Metadata Profile: On the Web

overview

on the web

Dublin Core

RDF

PICS

PURLs

URNs

UDDI

thesauri

directories

web engines

site engines

Metadata on the web

This page looks at use of metadata on the web.

     what is metadata?

Metadata is literally information about information. It may be very restricted in scope, such as a simple identification number. Or it may be descriptive, allowing the creation of indexes, lists and other tools that can be used for identification and for evaluation of information.

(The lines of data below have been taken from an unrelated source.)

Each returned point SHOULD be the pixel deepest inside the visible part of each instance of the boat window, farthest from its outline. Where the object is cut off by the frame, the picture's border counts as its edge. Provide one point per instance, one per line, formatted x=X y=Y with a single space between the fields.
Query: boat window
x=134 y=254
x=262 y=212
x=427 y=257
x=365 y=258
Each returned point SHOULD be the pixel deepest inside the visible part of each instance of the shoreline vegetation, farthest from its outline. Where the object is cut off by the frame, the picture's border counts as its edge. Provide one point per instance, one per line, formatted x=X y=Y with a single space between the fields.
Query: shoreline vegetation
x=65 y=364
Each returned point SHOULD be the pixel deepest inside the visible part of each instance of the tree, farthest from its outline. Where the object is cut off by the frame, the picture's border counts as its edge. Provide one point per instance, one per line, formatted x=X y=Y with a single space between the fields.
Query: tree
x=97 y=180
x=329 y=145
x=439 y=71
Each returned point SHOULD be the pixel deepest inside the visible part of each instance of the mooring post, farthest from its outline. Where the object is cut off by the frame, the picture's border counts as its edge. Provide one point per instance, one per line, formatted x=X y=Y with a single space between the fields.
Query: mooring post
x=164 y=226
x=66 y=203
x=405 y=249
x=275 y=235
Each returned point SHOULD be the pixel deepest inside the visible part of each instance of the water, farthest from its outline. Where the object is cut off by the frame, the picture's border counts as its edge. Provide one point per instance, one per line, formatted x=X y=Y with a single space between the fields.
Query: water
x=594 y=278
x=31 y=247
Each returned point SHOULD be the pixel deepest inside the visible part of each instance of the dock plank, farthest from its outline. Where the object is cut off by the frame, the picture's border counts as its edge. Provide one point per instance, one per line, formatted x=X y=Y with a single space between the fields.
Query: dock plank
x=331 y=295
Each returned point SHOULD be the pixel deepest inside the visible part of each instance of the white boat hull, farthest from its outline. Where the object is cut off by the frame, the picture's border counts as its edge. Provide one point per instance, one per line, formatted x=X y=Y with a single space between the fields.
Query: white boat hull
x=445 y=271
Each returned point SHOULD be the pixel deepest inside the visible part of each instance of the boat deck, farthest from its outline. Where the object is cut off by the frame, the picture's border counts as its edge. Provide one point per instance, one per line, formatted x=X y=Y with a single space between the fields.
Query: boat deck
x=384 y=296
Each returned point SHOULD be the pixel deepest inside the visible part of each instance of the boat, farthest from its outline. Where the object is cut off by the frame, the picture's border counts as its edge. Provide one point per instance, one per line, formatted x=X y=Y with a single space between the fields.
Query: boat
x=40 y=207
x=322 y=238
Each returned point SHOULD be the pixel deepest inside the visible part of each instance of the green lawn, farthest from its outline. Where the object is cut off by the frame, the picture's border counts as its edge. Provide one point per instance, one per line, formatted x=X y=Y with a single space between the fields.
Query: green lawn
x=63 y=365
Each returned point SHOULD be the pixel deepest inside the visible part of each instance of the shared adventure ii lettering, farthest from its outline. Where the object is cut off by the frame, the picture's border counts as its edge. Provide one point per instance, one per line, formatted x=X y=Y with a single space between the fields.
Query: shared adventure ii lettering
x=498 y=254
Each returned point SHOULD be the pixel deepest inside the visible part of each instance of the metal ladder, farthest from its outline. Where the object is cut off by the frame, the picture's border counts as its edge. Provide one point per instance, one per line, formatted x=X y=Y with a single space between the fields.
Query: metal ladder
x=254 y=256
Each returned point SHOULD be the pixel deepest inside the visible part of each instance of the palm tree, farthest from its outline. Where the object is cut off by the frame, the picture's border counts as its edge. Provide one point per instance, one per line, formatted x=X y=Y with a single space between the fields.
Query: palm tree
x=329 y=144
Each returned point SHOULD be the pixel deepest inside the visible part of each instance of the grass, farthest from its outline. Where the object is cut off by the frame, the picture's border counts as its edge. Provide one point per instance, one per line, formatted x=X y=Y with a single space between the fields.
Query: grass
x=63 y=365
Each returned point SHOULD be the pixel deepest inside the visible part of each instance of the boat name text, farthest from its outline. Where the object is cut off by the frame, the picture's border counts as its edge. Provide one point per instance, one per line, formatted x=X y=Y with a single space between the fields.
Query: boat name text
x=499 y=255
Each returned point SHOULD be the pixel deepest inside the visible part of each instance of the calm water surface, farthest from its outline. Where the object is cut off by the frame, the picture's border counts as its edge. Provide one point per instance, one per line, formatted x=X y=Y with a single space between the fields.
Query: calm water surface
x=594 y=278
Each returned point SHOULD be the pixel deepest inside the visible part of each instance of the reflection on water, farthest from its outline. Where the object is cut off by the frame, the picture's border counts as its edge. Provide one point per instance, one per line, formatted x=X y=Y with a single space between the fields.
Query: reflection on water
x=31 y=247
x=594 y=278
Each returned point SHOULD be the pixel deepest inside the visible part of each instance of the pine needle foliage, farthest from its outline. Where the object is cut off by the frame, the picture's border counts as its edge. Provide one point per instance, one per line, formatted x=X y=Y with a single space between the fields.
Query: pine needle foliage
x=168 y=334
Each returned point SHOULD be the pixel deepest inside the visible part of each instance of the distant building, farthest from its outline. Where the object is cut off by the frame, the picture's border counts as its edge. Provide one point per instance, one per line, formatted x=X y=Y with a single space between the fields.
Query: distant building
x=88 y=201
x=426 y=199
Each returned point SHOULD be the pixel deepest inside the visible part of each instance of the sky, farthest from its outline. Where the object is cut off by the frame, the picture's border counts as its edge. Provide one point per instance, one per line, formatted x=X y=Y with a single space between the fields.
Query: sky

If you've used a library catalogue you've used such a tool. The catalogue is based on metadata - subject, author, publisher etc - about the books and other documents held by that institution.

Metadata is one of the key features of the web. It is found within individual web pages, at varying levels of detail and using varying standards, highlighted below. And it's found in the search engines, directories and other tools for finding sites and individual pages. The next page of this guide looks at those engines and directories.

This site, indeed, can be viewed as metadata about information on the web and offline, since it identifies and evaluates several thousand sites, web documents and print publications.

In the metrics guide on this site we highlight some of the studies about the growth of the web.

There are now many millions of sites and hundreds of millions of pages. Many of those documents change periodically (eg one study suggests that the 'half life' of a page is less than two years, roughly half the time it takes for most books to go out of print and one reason why many big sites - such as this one - have links that have "rotted"). And domain names don't reveal all the treasures (or lack of them) within a site. The size and volatility of the web means that it is beyond anyone to list the contents of all sites/pages and to provide an evaluation.

     classification and its consequences

The importance of identification and evaluation - so that your customers can search in a particular part of the haystack rather than attempting to scrutinise every piece of straw - is discussed in Elaine Svenonius' The Intellectual Foundation of Information Organisation (Cambridge: MIT Press 00).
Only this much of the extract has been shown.